I have never heard of such a thing. How is it reasonable to say that a constant or variable is a set? This makes no sense to me.
 A: What you're dealing with here is called "naive set theory". 
The first 'axiom' is just a definition of terminology. I don't believe it's really an 'axiom', since we're allowed to make statements anyway. The same holds for (Set3), which is just a definition of terminology. The notion of what "$S$ is a set" means can be made more precise using models, but we first need to look at a problem with the second axiom (which could be considered a proper axiom):
Including the second axiom makes the system inconsistent, since we can take the property $P(x)=x\notin x$, and then $S=\{x\mid x\notin x\}$ would be a set. But $S\in S$ and $S\notin S$ are then both provable, so we have a provable contradiction. This problem is commonly known as Russell's paradox. Inconsistency is of course not something you want in an axiomatic system, since from a contradiction anything becomes provable. 
In a proper introduction of set theory, the definition of the axioms of set theory are a lot more careful to avoid those problems, but for day to day purposes you could ignore the technicalities and just assume anything you can 'reasonably' define, is a set. Only taking definitions that do not imply a sets could contain themselves is already a good start of what would be considered 'reasonable'.

In modern, non-naive set theory, as far as we know the axioms are consistent. This means we can work with models to make precise what the meaning of "$S$ is a set" is. An axiom system has at least one model if and only if it is consistent, so we cannot use this approach for naive set theory (since it's inconsistent).
A model of a certain set theory is a collection of objects and an interpretation of the symbols involved with the theory by those objects, such that all the axioms of the theory become valid given that interpretation. A "set" is then just the name of the objects in the model. 
The sentence "$S$ is a set" is a little strange, since it just means that $S$ is an element of your model.

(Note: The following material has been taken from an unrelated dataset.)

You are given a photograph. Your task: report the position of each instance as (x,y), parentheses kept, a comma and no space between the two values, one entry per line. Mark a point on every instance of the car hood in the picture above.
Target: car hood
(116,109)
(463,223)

However, the model itself is usually not expressible in the language (as it is usually not a set). 
I would interpret "$S$ is a set" as a meta expression to talk about the model, and not a proposition to talk about what is a set within the model. You could express it as the sentence $\exists x(S=x)$, i.e. you say that there is an object in your model that is equal to $S$.

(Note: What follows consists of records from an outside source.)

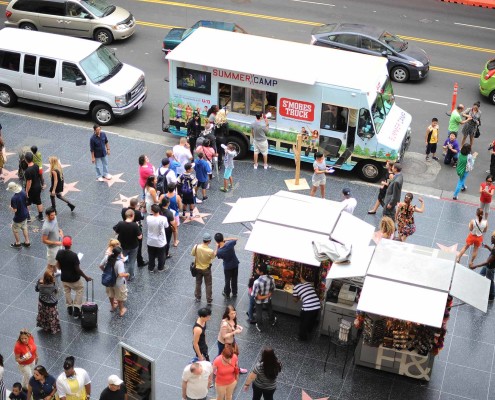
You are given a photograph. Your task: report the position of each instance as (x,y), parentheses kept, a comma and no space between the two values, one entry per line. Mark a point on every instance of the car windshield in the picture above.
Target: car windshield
(101,65)
(383,104)
(393,41)
(99,8)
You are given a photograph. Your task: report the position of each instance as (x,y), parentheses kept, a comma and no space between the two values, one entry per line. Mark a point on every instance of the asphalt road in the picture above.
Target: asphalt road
(458,39)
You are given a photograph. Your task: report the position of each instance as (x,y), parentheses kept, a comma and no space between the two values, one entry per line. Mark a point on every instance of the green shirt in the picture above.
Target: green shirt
(455,121)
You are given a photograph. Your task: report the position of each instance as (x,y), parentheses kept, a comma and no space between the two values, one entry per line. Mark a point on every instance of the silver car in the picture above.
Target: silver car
(95,19)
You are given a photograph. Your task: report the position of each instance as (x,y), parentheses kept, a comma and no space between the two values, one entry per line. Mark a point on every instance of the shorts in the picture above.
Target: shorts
(227,173)
(477,241)
(51,253)
(118,293)
(19,226)
(34,197)
(260,147)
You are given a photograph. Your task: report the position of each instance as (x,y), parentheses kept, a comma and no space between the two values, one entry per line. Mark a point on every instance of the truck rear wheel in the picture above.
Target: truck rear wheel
(370,171)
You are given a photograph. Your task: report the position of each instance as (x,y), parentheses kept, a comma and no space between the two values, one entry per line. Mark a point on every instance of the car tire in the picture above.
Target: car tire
(28,26)
(400,74)
(369,170)
(103,36)
(103,115)
(7,97)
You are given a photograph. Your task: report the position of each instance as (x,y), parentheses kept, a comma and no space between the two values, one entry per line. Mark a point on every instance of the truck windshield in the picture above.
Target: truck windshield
(101,65)
(383,104)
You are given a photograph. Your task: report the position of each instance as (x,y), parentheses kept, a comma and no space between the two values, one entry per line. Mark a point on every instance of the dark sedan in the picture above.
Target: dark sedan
(405,61)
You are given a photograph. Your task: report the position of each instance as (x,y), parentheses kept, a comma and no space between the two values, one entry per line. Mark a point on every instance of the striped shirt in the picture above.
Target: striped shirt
(307,293)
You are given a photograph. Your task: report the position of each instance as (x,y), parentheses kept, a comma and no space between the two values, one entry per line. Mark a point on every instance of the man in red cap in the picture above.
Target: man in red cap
(71,277)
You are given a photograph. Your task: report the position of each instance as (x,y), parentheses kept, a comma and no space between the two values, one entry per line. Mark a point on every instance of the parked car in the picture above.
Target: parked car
(94,19)
(487,81)
(405,61)
(177,35)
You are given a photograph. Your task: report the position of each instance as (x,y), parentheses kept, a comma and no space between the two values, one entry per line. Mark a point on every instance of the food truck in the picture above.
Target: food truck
(342,102)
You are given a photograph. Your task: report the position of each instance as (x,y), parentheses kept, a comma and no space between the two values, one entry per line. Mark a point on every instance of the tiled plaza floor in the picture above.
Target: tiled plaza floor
(161,306)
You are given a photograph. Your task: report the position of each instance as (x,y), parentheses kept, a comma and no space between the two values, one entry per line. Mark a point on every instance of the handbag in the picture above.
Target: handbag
(192,267)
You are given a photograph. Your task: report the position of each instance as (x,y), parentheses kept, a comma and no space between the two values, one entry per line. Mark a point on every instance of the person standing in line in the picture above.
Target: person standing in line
(486,194)
(226,252)
(115,390)
(48,318)
(41,385)
(477,227)
(73,383)
(394,192)
(204,256)
(21,213)
(465,164)
(100,150)
(129,235)
(199,335)
(71,276)
(260,142)
(349,201)
(156,238)
(488,269)
(405,216)
(262,291)
(57,182)
(197,378)
(138,218)
(26,356)
(431,139)
(33,185)
(311,306)
(264,376)
(51,236)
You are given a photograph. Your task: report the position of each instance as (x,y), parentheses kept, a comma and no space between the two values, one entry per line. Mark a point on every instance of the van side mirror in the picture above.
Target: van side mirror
(80,81)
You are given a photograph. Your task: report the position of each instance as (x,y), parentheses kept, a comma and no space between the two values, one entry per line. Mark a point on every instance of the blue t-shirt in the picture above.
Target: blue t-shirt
(227,254)
(41,391)
(202,169)
(19,203)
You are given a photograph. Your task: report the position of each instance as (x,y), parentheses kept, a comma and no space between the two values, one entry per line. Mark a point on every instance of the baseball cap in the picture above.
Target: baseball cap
(114,380)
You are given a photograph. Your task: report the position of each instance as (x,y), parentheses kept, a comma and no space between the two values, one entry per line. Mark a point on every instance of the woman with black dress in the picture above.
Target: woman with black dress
(57,186)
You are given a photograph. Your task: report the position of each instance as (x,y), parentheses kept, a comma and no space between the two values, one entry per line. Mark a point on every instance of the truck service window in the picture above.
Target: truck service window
(193,80)
(333,117)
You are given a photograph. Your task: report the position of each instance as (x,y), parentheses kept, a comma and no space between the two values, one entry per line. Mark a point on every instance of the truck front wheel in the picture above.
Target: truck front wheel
(370,171)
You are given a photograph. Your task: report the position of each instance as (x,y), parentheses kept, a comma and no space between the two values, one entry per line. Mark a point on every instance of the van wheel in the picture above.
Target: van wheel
(400,74)
(370,171)
(103,115)
(7,97)
(103,36)
(28,26)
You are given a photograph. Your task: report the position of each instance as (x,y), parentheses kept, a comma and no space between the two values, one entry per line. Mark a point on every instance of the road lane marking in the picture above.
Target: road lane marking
(474,26)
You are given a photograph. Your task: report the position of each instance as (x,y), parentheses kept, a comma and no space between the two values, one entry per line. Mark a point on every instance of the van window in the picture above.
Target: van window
(193,80)
(47,67)
(29,64)
(10,60)
(333,117)
(70,72)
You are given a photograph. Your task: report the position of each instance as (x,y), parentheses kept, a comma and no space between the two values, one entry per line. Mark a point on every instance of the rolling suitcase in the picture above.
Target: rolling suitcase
(89,309)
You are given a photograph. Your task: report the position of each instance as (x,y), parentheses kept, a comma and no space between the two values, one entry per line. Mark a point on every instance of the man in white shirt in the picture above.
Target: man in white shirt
(350,202)
(156,239)
(182,154)
(196,379)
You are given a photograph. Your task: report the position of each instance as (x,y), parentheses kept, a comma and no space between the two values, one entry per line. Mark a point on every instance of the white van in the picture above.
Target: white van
(68,74)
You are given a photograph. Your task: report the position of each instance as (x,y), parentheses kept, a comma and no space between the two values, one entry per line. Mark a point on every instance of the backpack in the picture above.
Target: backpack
(185,187)
(109,277)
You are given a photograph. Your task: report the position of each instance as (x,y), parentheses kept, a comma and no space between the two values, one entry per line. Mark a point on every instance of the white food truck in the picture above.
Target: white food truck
(342,102)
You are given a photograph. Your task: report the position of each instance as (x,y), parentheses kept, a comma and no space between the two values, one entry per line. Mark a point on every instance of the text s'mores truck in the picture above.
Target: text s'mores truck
(343,102)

However, we mix meta language and inside language when talking about mathematics all the time, so we have no problem to understand what is meant by "The collection of all sets" (i.e. all elements of the model) or "$S$ is a set" (i.e. $S$ is part of the model). Therefore I would not worry about it too much, or if you do, it's probably best to read an introduction in axiomatic set theory.

In other kinds of set theory, we have objects of different types. Then not everything has to be a set, therefore making it a more useful expression to be able to state which objects are sets, and which are not.